This Forum will close on Wednesday 27 March, 2024. Please refer to the announcement on the Discussions page for further detail.
Christmas baking 2018

Hi, i do my Christmas cake now and put a lot of sherry in. I've had this tin since i was 11 years old when i started baking at school.
I line it with greeseproof paper 6 times and brush it with melted butter in between. I make it higher than the cake tin.
Then i put a lot of news paper around it, to stop it from browning too much
This is the mixture
And here it is
0
Posts
By the way i forgot to add it took 6 hours to bake.
What a beauty!!
I didn't make one last year, though I did the year before, I fed it for 3 weeks with Taylors Reserve Port and it tasted amazing.
Very nicely baked too, Logan
Thanks Sheps, hadn't thought of port. I use sherry.
I soak all my dried fruit in sherry for 48 hours, i bake my in Sept and was still moist after christmas.
I often make fruit cake through the year. It doesn't last two months because hubby eats it. I usually use Delias creole cake recipe.
I make Delia's Creole cake too as all the booze goes in at the start and there's no messy feeding. It soaks for a week then gets baked a week before Xmas. Usually eaten around Easter - once part of after ski and now after gardening all day in cold spring weather. Should be warm spring weather now we've moved south.
My Wife used to bake five every year soaking the dried fruit for three days in tea and Rum. Then on Mix Up Sunday in November we would make the cakes and puddings, Half of one would go away for Easter and still be fresh and moist.

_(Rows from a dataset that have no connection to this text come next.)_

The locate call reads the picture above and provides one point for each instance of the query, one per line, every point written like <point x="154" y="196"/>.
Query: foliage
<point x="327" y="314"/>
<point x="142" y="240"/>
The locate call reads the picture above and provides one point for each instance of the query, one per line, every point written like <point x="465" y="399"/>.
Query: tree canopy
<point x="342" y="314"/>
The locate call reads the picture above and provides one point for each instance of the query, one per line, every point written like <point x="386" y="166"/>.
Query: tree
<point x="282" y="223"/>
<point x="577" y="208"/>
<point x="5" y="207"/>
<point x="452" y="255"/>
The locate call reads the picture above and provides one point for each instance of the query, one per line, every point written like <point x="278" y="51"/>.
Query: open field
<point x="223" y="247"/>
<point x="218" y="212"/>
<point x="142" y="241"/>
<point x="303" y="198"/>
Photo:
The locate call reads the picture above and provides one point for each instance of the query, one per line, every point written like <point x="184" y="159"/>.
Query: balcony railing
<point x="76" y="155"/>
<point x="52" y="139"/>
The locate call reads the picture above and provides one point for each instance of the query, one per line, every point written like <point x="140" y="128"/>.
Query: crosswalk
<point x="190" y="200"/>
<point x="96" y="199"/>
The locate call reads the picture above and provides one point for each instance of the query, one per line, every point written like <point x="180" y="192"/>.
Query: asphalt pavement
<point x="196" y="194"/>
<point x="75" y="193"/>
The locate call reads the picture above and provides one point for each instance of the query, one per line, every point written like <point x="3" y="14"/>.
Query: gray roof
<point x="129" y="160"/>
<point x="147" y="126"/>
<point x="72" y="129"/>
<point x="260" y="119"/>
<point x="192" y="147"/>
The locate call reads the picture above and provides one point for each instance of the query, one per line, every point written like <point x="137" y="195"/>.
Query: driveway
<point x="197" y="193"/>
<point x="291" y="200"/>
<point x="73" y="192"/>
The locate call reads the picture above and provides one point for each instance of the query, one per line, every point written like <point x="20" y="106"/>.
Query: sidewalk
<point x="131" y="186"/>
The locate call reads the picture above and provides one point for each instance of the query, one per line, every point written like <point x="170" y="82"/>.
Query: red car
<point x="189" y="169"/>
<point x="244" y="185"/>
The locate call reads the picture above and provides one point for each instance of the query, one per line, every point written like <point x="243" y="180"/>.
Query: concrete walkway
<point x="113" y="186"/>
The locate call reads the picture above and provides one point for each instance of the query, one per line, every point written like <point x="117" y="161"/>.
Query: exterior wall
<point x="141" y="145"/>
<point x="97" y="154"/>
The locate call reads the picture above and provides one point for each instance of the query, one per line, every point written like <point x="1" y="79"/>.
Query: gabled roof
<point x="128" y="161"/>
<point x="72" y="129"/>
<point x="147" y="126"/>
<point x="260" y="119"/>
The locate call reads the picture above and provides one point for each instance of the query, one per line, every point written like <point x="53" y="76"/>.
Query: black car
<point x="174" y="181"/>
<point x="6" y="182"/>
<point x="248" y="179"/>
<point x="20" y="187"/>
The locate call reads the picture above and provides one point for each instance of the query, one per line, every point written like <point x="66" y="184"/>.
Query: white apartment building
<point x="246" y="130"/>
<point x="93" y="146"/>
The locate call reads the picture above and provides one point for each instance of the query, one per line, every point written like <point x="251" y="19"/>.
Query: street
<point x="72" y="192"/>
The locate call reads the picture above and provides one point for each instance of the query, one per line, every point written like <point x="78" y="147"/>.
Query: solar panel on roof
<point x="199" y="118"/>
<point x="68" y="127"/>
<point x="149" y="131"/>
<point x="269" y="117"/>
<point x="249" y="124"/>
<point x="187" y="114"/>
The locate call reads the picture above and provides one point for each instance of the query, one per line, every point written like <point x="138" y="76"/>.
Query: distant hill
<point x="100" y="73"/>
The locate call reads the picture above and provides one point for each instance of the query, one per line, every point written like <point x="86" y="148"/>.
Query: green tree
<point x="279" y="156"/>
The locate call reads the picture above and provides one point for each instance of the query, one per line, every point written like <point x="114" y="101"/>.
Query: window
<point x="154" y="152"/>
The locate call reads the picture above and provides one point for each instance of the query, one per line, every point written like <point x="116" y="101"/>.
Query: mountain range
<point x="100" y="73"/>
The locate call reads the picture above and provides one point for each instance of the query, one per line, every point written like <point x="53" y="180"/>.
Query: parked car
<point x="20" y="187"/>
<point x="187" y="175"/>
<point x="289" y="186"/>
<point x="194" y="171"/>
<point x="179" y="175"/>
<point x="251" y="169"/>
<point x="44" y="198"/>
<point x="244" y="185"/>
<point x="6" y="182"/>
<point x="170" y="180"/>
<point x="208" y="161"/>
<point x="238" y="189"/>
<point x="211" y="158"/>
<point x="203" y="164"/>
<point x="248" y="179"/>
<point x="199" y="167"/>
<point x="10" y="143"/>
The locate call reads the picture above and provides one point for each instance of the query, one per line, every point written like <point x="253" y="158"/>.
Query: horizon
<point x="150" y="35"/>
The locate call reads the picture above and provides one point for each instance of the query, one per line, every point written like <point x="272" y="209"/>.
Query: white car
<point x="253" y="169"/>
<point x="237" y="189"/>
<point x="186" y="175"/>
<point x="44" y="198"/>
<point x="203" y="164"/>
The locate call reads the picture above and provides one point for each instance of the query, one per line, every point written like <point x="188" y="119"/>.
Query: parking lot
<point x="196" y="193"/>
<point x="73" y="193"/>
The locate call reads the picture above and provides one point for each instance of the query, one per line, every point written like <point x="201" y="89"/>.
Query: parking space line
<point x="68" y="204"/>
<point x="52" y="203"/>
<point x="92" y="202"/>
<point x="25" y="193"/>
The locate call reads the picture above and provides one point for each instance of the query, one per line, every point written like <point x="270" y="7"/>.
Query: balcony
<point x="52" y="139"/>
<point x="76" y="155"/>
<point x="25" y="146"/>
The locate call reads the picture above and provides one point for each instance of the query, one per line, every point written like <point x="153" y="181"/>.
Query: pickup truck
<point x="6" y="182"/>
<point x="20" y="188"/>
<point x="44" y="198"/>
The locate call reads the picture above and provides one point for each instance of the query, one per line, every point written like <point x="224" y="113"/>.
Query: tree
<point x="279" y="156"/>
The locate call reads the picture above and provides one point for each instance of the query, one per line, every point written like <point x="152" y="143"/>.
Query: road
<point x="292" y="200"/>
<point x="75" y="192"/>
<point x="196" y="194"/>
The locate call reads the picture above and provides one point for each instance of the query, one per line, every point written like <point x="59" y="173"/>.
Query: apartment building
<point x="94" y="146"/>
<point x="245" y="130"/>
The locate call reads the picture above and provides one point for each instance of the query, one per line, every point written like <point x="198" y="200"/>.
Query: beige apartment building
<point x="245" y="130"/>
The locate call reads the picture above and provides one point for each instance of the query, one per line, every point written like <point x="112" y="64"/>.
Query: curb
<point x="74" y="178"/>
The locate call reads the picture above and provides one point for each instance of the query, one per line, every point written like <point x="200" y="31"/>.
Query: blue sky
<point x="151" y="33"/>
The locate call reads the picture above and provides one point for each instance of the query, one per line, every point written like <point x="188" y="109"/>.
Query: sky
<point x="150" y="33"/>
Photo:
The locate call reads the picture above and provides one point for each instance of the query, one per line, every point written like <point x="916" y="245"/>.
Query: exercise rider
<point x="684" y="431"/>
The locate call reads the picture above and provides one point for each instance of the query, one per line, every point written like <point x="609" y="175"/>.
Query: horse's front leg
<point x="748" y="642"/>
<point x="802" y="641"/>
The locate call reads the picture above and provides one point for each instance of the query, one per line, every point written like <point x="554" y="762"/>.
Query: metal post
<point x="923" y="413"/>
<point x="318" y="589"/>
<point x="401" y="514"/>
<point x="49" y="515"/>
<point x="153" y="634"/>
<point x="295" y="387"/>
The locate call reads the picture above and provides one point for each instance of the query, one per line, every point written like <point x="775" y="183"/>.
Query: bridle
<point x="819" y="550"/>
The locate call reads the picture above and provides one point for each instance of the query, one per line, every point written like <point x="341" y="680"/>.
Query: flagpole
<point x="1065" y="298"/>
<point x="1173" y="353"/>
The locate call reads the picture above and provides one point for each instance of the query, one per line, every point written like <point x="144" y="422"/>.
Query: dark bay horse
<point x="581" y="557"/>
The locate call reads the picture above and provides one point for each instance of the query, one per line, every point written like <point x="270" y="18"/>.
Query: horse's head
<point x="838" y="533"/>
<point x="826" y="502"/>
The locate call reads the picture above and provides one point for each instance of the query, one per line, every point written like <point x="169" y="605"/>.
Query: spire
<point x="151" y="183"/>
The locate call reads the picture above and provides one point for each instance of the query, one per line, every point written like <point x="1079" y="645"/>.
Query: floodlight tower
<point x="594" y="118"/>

Then came the day she did the sums and found she could buy five good cakes and all the puddings for a quarter of the price it cost for the dried fruit. She bought them and seeded them up to Christmas, not a word was said by the family I do not think they knew the difference?
Frank.
Yes i do that as well. Hubby likes a lot of glac'e cherries in so i put 1.lb of cherries.
I only do it for Christmas, i think it's more special for us just have it once and i only let myself to have it at that time.
I make my own Christmas puddings as well, they're more expensive to buy than to make. I do that later in the year, about September time. I prefer them to be done once a year, much lighter.
We both loathe glacé cherries. Dried fruit is very expensive here but I'd still rather make my own. The alternative is getting it shipped as none on sale round here. I don't like Xmas pudding and OH is on the last one in the store cupboard. He'd better enjoy it while he can.